Colin Farrell ve değeri yeterince bilinmeyen oyuncu Samantha Morton’ın rol aldığı filmde, Miss Julie’yi yıldızı yükselen Amerikalı oyuncu Jesssica Chastain canlandırıyor. Aristokrat bir adamın kızı olan Julie, sınıfsal gücünün de verdiği cüretle evin kahyası John’un (Farrell) üstüne gider. İkili arasındaki baştan çıkarma oyunları sırasında kadın, erkek ve sınıfsal güç dengeleri değişip durur. Güç egzersizi, zeka oyunları derken, kadının ne olursa olsun kurbanlaştığı metin hâlâ ilgi çekiciliğini korurken, Ullman’ın filmini tiyatrovari havadan kurtaramıyor. Chastain ise İrlanda’da geçen filmde akıl karıştırıcı aksanıyla çok da iyi bir sınav vermiyor.
Diğerleri
-Animasyon serisi “Madagaskar / Madagascar” izleyicilerinin favori bölümlerinden biri savaşçı dört penguendi. Şimdi bu penguenlerin kendilerine ait bir filmleri var: “Madagaskar Penguenleri / Penguins of Madagascar”. Eric Darnell ve Simon J. Smith’in yönettiği film, penguenlerin dünyanın mahvolmasına neden olabilecek şeytani bir planı durdurmaya çalıştıkları bir “casus gerilimi”.
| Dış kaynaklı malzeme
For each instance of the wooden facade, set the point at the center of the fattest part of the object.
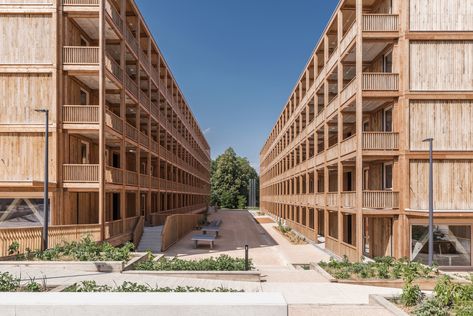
(125, 148)
(345, 163)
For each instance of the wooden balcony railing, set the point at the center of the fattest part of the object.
(131, 132)
(348, 199)
(332, 199)
(144, 140)
(348, 37)
(381, 199)
(80, 114)
(380, 141)
(81, 2)
(113, 121)
(348, 145)
(380, 22)
(380, 81)
(348, 91)
(131, 178)
(113, 67)
(114, 15)
(131, 86)
(80, 55)
(80, 173)
(114, 175)
(144, 180)
(131, 40)
(30, 237)
(332, 152)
-Amerikan yapımı “Ölüm Alfabesi / Ouija”da bir grup arkadaş ruh çağırma tahtasını kullanınca başlarına korkunç belalar alıyor. Stiles White’ın yönettiği korku filminde Olivia Cooke, Ana Coto
ve Daren Kagasoff başrollerde.
-Ali Taner Baltacı’nın yönettiği, başrollerini ise Büşra Pekin ve Murat Boz’un paylaştığı “Hadi İnşallah”, blog yazılarıyla ünlenen Pucca’nın kitaplarının sinema uyarlaması.
Azılı suikastçı Keanu Reeves
Keanu Reeves’i yakıştığı aksiyon türüne döndüren “John Wick”e adını veren kahraman, karısının ölümünden sonra onun gönderdiği yavru köpek Daisy ile teselli bulur. Ancak arabasını çalmak isteyen Rus bir mafya babasının oğlu, Daisy’yi öldürünce John Wick intikam için suikastçılığa döner. Bu azılı suikastçının emekliliğinin iptali, Rus mafyasının korkulu rüyası olacaktır.
Dövüş alanında uzman dublör Chad Stahelski’nin yönettiği film, safkan bir aksiyon ve sinemanın kaçış vaadini yerine getirebildiği için soluksuz izleniyor.
Filmin finali de serinin sinyalini veriyor.
HAFTANIN YENİSİ
“OĞUL / LE FILS”
Dardenne kardeşlerin başyapıtlarından biri olan “Oğul”, bir marangoz ve ona çıraklık yapmaya başlayan bir çocukla yola çıkıyor ve akıllara durgunluk verecek bir drama dönüşerek yönetmenlerin benzersiz ustalık gösterisine dönüşüyor.